In answering both questions with “YES,” the Alaska Supreme Court ruled that AS 21.96.100 renders any defense costs reimbursement provisions in insurance policies unenforceable.
The Alaska Supreme Court first acknowledged that under Alaska case law, an insured has a right to demand an unconditional defense. To meet this right, the insurer has three options: (1) affirm the policy and defend unconditionally; (2) repudiate the policy and withdraw from the defense; or (3) offer its insured the right to retain independent counsel to conduct the defense and agree to pay all the necessary costs of that defense. CHI of Alaska, Inc. v. Employers Reinsurance Corp., 844 P.2d 1113 (1993); Continental Ins. Co. v. Bayless & Roberts, Inc., 608 P.2d 281 (1980). The Court continued that AS 21.96.100 is the codification of such requirements.
In examining the statutory text, the Alaska Supreme Court noted that the subsections (a) through (d) focus on the mandatory requirement that insurers pay for the cost of independent counsel. The Court noted that the statute clearly allocates to the insurer the responsibility to pay the fees and costs when an insurer provides independent counsel to the insured. Therefore, any effort to shift such expenses to an insured would violate the allocation that the statute requires and would be invalid. In short, there is nothing in AS 21.96.100 that permits reimbursement, so the Court concluded that the statutory scheme prohibits reimbursement. The Court held that “reimbursement is prohibited, and because there is no evidence of contrary legislative purpose or intent, we conclude that the statute prohibits reimbursement provisions.”
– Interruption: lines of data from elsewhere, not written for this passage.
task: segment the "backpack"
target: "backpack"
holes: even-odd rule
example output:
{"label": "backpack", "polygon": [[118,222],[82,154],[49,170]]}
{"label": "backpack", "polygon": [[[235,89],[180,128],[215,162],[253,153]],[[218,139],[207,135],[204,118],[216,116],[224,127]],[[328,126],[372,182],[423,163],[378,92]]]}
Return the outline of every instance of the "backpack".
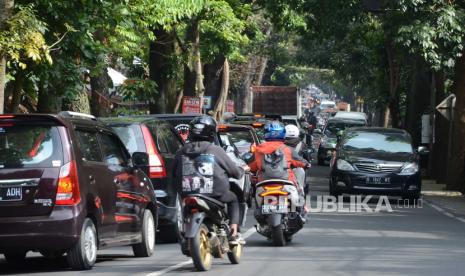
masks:
{"label": "backpack", "polygon": [[262,171],[264,179],[289,179],[287,159],[282,146],[273,153],[264,154],[262,160]]}
{"label": "backpack", "polygon": [[194,158],[182,156],[182,194],[213,194],[215,156],[200,154]]}

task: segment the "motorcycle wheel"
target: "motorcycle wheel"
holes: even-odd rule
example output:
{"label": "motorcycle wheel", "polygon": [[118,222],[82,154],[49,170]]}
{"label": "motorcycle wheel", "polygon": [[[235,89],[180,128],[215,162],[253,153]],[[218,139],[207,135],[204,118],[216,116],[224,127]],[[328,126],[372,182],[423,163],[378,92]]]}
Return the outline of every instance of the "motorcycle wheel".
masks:
{"label": "motorcycle wheel", "polygon": [[231,246],[228,252],[228,259],[232,264],[239,264],[242,256],[242,244]]}
{"label": "motorcycle wheel", "polygon": [[194,266],[198,271],[208,271],[212,266],[211,243],[208,238],[208,228],[205,224],[200,226],[194,238],[189,239],[189,248]]}
{"label": "motorcycle wheel", "polygon": [[273,244],[275,246],[285,246],[286,245],[286,238],[284,237],[283,226],[278,225],[273,227],[271,232],[271,239],[273,240]]}

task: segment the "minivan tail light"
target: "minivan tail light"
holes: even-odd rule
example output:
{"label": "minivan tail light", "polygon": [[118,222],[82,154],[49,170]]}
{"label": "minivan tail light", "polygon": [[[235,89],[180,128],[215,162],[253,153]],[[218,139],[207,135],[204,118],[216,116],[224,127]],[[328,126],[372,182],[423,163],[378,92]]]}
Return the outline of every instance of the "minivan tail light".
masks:
{"label": "minivan tail light", "polygon": [[163,158],[158,153],[153,141],[152,134],[146,125],[141,125],[142,135],[145,141],[145,147],[149,155],[149,177],[150,178],[163,178],[166,177],[165,164]]}
{"label": "minivan tail light", "polygon": [[76,163],[71,161],[60,168],[56,205],[76,205],[81,201]]}

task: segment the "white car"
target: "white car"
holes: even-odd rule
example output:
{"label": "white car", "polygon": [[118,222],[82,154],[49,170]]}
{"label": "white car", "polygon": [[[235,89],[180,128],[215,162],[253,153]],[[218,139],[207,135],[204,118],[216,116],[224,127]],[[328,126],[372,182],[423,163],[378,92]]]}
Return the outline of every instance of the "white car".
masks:
{"label": "white car", "polygon": [[367,115],[363,112],[338,111],[334,118],[363,121],[367,123]]}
In ruling that reimbursement provisions are unenforceable, the Alaska Supreme Court declined to follow the California case of Buss v. Superior Court, 939 P.2d 766 (1997). First, the Court noted that the California statute does not contain language similar to that in AS 21.96.100(d). Second, the California statute actually provides a section on reimbursement, which states that “[t]his subdivision does not invalidate other different or additional policy provisions pertaining to attorney’s fees or providing for methods of settlement of disputes concerning those fees.”
The Court further noted that the legislative history supports its conclusion that the statute allocates responsibility to pay for independent counsel to the insurer when the insurer defends under a reservation of rights. Finally, the Court acknowledged that even though the Division of Insurance had approved the policies containing the reimbursement provision, the Division’s past practice is not dispositive. More importantly, however, the Division had disavowed its past practice in its amicus brief with a more “considered interpretation” that “under AS 21.96.100, if an insurer has a duty to defend and elects to reserve its rights on an issue, it is obligated to provide and pay for independent counsel.”
So insurers beware – reimbursement of defense costs provisions are prohibited and unenforceable in Alaska.